Market Analysis Isn’t Just for Startups

When business planning for 2018, did you invest resources in updating your organization’s market analysis? Prioritizing this work regularly, even annually, can pay off in market share, revenue, and profitability.

Often, when an owner launches a business or an executive joins a company, she will spend a great deal of time analyzing the market, customers, and prospects. But soon the daily demands of the business kick in and a full yearly analysis often goes by the wayside. “Analysis” may dwindle to managers making a projection based on a quick review of sales data.

What do you risk by not conducting a regular full market analysis?

  • Failure to capitalize on emerging opportunities
  • Being unaware of new direct or indirect competitors
  • Stagnated growth
  • Advertising with low ROI
  • Brand identity that loses relevancy
  • Not correcting problems with your business

The components of a solid market analysis

It always pays to start by taking a zero-based look at your market. First, revisit your definition of your market. Often, people define this too narrowly. Your market includes anyone who might buy from you for any reason. It is your customers, competitors’ customers, and those who may have a future need. It should also include people who do not make the purchase but who influence the decision, such as children helping aging parents select an assisted living community or physicians who advise patients on the best weight loss programs. Thinking more broadly will stimulate fresh ideas.

You can gain information that helps you describe your market from a broad range of sources. Spend time searching the internet and online libraries for directories, industry association data, government statistics, and industry expert blogs.
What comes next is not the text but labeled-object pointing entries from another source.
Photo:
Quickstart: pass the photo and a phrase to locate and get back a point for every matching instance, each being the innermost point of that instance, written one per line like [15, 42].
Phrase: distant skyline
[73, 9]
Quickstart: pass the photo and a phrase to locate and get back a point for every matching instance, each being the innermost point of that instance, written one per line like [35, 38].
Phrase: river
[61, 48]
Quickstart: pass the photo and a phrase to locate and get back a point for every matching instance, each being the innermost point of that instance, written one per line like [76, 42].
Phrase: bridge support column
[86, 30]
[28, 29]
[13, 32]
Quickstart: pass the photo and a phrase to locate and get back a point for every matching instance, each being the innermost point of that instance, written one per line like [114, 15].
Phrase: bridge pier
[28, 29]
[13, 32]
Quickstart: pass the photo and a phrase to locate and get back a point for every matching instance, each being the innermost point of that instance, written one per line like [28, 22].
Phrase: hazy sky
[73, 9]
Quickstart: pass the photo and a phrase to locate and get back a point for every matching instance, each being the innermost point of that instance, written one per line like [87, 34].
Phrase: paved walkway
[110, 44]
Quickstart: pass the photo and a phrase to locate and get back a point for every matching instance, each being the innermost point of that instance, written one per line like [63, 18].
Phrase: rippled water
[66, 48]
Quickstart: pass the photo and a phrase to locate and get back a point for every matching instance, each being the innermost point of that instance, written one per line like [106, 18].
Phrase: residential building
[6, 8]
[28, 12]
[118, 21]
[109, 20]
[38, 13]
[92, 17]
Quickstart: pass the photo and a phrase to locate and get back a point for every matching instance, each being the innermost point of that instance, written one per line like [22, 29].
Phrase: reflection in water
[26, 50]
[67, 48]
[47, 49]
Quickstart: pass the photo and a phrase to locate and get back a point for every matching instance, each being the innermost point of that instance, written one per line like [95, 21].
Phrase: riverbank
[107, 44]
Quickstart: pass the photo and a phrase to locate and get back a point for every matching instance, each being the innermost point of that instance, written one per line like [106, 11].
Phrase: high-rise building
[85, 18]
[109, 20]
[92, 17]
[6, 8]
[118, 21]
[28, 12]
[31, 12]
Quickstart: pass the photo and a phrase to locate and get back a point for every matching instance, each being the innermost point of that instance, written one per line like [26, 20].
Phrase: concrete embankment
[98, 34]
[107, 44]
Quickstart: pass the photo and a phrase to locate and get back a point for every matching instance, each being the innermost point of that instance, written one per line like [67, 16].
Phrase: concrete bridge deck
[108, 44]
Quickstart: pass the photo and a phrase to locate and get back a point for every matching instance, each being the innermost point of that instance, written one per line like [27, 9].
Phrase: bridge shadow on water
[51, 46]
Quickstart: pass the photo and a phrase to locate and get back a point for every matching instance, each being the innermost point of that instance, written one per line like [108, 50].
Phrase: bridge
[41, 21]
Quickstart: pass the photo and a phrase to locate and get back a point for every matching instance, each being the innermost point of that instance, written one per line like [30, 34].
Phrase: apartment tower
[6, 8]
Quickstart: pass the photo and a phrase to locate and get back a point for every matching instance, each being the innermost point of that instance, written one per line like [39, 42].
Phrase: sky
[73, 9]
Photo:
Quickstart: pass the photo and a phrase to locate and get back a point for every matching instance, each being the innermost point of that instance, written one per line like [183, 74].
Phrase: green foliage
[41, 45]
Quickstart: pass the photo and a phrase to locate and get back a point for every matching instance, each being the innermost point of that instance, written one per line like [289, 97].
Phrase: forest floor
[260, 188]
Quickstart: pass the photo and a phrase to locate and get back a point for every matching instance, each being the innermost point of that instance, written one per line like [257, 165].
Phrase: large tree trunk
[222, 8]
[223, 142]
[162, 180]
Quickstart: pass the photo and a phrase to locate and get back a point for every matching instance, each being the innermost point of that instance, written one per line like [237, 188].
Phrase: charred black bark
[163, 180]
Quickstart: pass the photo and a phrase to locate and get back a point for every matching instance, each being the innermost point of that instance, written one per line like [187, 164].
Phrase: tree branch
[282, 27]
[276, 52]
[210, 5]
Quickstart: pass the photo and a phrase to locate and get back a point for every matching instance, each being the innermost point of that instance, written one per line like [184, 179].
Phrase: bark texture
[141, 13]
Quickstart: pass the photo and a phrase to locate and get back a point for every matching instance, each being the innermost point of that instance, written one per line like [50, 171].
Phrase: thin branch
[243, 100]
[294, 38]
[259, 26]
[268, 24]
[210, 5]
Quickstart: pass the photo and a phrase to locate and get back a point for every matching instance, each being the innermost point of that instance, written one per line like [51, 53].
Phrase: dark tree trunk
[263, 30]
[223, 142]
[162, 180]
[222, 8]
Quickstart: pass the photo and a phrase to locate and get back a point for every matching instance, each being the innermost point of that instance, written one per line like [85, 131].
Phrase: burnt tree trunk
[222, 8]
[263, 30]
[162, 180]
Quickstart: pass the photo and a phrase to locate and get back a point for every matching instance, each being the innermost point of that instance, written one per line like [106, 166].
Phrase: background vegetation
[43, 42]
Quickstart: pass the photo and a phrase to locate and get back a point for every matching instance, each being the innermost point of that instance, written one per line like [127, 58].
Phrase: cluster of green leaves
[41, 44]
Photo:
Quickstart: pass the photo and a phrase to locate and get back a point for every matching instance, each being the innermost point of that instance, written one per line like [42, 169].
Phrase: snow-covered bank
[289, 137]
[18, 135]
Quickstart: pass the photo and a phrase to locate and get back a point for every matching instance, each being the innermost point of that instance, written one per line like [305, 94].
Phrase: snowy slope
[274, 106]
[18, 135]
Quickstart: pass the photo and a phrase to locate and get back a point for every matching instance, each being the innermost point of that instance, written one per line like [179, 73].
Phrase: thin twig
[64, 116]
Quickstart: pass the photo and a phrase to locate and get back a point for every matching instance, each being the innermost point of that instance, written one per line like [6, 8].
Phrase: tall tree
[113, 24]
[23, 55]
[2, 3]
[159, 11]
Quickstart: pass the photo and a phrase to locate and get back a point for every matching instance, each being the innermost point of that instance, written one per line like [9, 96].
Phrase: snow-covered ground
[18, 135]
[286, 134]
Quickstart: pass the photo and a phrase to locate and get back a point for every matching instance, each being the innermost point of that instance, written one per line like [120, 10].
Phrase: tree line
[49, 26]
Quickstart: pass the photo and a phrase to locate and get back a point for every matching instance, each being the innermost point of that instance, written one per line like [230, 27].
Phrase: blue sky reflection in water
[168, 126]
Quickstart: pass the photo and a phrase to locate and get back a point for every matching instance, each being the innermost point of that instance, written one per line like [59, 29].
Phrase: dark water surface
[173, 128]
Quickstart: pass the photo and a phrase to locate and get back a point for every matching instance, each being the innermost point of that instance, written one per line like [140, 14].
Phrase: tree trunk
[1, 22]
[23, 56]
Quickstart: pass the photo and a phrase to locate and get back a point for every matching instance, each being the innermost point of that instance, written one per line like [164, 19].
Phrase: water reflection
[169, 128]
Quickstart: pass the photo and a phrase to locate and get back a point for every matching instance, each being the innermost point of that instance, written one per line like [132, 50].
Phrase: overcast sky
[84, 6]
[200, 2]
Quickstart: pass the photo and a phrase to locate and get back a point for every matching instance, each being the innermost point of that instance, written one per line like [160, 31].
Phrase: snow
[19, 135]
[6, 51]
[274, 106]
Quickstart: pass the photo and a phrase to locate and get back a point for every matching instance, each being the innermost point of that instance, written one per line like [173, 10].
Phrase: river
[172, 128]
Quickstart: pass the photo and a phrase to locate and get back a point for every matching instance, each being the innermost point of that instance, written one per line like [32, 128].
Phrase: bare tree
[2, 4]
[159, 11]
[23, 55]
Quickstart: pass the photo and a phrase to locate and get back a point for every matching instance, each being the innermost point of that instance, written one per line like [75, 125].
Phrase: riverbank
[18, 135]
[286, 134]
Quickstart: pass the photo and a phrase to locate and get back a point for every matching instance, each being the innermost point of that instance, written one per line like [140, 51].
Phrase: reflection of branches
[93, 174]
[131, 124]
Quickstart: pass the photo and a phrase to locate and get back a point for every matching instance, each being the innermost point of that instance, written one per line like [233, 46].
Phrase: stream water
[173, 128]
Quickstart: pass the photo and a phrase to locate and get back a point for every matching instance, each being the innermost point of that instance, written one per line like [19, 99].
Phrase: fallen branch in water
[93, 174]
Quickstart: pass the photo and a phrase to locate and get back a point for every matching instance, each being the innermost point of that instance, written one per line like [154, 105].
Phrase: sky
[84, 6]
These are some of my favorite resources:

Other relevant information can be obtained free or affordably from organizations you belong to such as the Chamber of Commerce or industry associations, or from companies that specialize in industry/consumer reports, such as IBIS World or Mintel.

These resources can help you quantify market revenue potential, identify competition, and understand overall trends. For example, if you own a recruiting firm, you may want to keep track of outsourcing rates, graduation rates for key college majors, unemployment rates in your industries, and more to understand your best opportunities for placements. If you are a home developer, you can follow trends in the average age at marriage, birth rates, technology, and interior design to adjust your home models for future demand.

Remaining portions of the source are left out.